猫は引越しに向かない動物らしい。本来野生の猫は自分のテリトリーを決めたらそこで一生を過ごす習性があるのだそうだ。だから家猫にとって住む家(=テリトリー)が変わるというのはけっこうなストレスになってしまう。

今回わが家は3ヶ月ほど住んだ仮住まいから離れ、7月初旬に新居に引越した。あんず、モス(うちで飼ってる猫)すまん。これは私の夢のマイホーム購入のためなんだ。もうこれ以上君たちが引越すことはないからどうか許してほしい。もしも次にここから動く必要がある時は私は1人で出て行かなければならないらしいし(妻に宣告された)。

引越しの日、猫たちを1匹ずつキャリーケースに入れて新居に移動させる。引越し当日はいろんな人がドタバタと家を出入りしてるので、一番出入りの少ない2階の寝室にキャリーケースを閉めたまま置いておくことにした。猫たちはしばらくあおーん、あおーん、と怖がる鳴き方をしていたけど、やがて景色に見慣れてきたのか静かにしていた。

大きな荷解きが落ち着いてきた夕方、キャリーケースを開けてみると、猫たちはそのまま寝室のベッドの下にささっと隠れてしまった。「おーい。念願のマイホームだよー」と声をかけてみたが当然無視である。無理もない。初めての環境が怖いのだろう。猫にとってはそこが35年ローンで買ったマイホームだろうが関係ないようだ。

しばらくはベッド下を生活拠点としていた猫たちだったが、夜な夜な家を探検し1週間もすれば自分のお気に入りの場所を見つけていた。

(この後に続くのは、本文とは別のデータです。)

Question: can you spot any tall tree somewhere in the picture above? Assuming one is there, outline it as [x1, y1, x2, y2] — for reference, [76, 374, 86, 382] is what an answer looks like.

あんずはいつものキャットタワーの上。そしてモスは玄関に落ち着いた。タイルがひんやりとして気持ちいいらしい。とりあえずは新居に慣れてくれたようで一安心である。

しかしなぜだろう。引越してからというもの、猫との距離が開いてしまったような気がしている。あんずは今までのように撫でさせてくれるし、モスもフゴゴゴゴ(猫のお腹に自分の顔をうずめ猫を味わう技、非合法ドラッグ)をさせてくれる。そこは今までと変わらないのだけど、でもなんとなくそばに来てくれる回数が減ったように思うのだ。やはり今年に入って2回も引越しをしたから家主である私に腹を立てているのか?

対して、猫たちは妻には相変わらずべったりなんである。妻が座るとモスがすかさず膝に乗るし(私にはたまにしか乗らない)、編み物をしてるとあんずがにゃーん(撫でて、の意)と近寄っていく。なんでだ。この違いはなんなんだろう……と思って、ハッと気がついた。

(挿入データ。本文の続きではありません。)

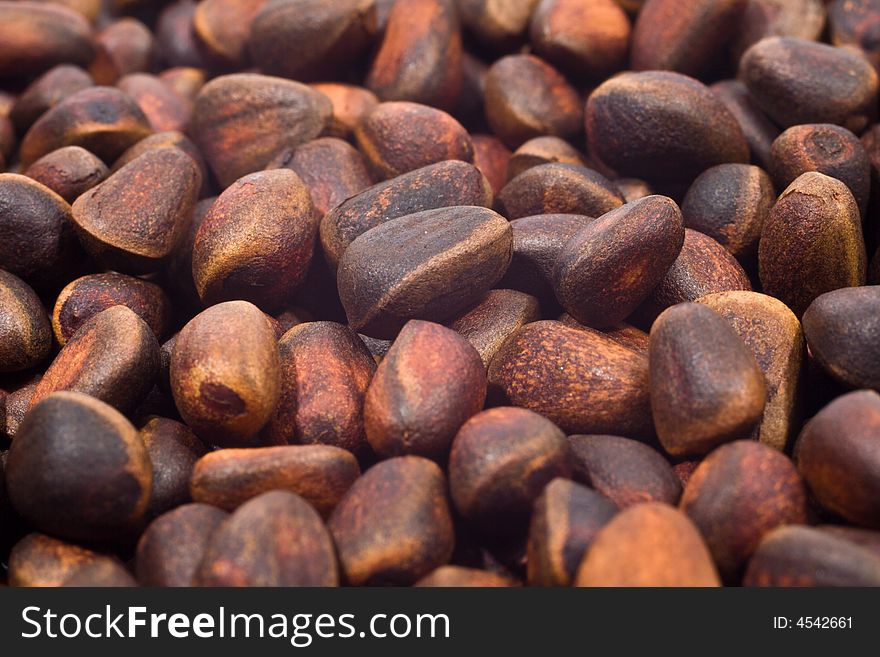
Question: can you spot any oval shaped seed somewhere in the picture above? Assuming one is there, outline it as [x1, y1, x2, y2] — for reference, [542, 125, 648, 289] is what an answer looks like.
[338, 207, 513, 338]
[758, 172, 867, 317]
[575, 502, 720, 587]
[328, 456, 455, 586]
[527, 478, 617, 586]
[553, 196, 684, 326]
[6, 392, 152, 541]
[190, 445, 361, 517]
[586, 71, 749, 181]
[195, 490, 339, 587]
[739, 37, 877, 132]
[648, 303, 766, 456]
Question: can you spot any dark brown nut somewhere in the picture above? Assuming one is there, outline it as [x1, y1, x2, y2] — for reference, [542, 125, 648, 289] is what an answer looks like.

わかった。猫たちが私を嫌いになったのではない。元々猫たちは妻が好きで、「妻の近く・・・・」にいたんだ……!今までは家が狭かったから私と妻が同じ部屋にいることが普通で、だから私も猫が近くにいるように感じていたのか。新居に編み物部屋ができたことで妻がそこにこもる→猫が後追いをして編み物部屋についていく→結果としてリビングの私は猫がいないと感じるというトリックだったんだ。

家が以前より広くなったことで、なんとも切ない真実に気がついてしまった。そうだったのか。私はこんなにも猫が好きだというのに一方通行の愛だったとは。そしてもう一つ、それはつまり私と妻の距離が開いたということにも他ならない。そもそも妻は家にいる間ずっと編み物をしているので、編み物部屋なんか作ってしまったらそこにこもるに決まっているじゃないか。

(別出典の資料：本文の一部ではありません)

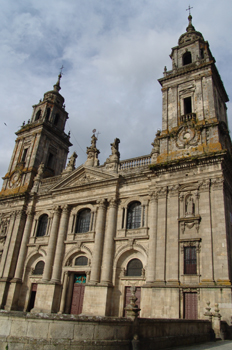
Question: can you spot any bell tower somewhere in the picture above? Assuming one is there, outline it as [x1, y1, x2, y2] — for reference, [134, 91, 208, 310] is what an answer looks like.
[153, 14, 231, 163]
[0, 73, 72, 195]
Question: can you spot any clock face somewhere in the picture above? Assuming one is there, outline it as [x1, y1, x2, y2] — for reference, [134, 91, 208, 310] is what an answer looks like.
[176, 126, 200, 148]
[9, 171, 21, 188]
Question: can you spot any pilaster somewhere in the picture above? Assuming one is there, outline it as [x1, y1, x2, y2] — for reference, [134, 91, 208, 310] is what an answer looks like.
[52, 205, 70, 283]
[101, 198, 117, 284]
[43, 206, 60, 282]
[89, 199, 106, 284]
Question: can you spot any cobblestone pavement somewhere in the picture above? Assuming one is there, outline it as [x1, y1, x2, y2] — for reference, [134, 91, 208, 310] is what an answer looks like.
[166, 340, 232, 350]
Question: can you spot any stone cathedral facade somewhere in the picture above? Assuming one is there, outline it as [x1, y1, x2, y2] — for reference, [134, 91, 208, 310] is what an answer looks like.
[0, 15, 232, 322]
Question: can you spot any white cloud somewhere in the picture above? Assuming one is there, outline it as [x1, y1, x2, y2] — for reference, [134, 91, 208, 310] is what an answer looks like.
[0, 0, 232, 175]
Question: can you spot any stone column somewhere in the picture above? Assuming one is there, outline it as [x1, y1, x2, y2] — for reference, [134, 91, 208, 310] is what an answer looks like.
[90, 200, 106, 284]
[123, 207, 127, 230]
[3, 209, 26, 278]
[155, 186, 167, 285]
[65, 273, 74, 314]
[52, 205, 70, 282]
[43, 206, 60, 282]
[14, 209, 34, 281]
[166, 184, 179, 285]
[59, 271, 68, 314]
[101, 198, 117, 284]
[0, 211, 16, 277]
[147, 193, 158, 283]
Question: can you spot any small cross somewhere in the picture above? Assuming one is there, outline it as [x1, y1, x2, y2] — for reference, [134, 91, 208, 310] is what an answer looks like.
[60, 64, 64, 76]
[186, 5, 193, 16]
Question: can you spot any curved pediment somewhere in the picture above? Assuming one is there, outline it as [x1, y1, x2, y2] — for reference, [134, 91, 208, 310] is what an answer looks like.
[48, 165, 119, 191]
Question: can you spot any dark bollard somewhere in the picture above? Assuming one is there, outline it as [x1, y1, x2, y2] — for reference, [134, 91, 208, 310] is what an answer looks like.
[132, 334, 140, 350]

ということで、読みかけの本を持って妻のいる編み物部屋に行ってみた。妻は私が部屋に来たことでまんざらでもなさそうである。やがて、リビングにいたこどもたちが親がいないことに気づいて「消えたかと思ったー」と言いながら部屋に入ってきた。妻の後追いをする猫と夫とこどもたち。5.5畳の部屋に4人と2匹。せまくてしょうがない。

階段からリビングを眺めるあんず。視線の先は妻。なでなでチャンスを狙っている。
近くを通りかかると必ず足をかけてくるモス。爪が伸びていると痛い。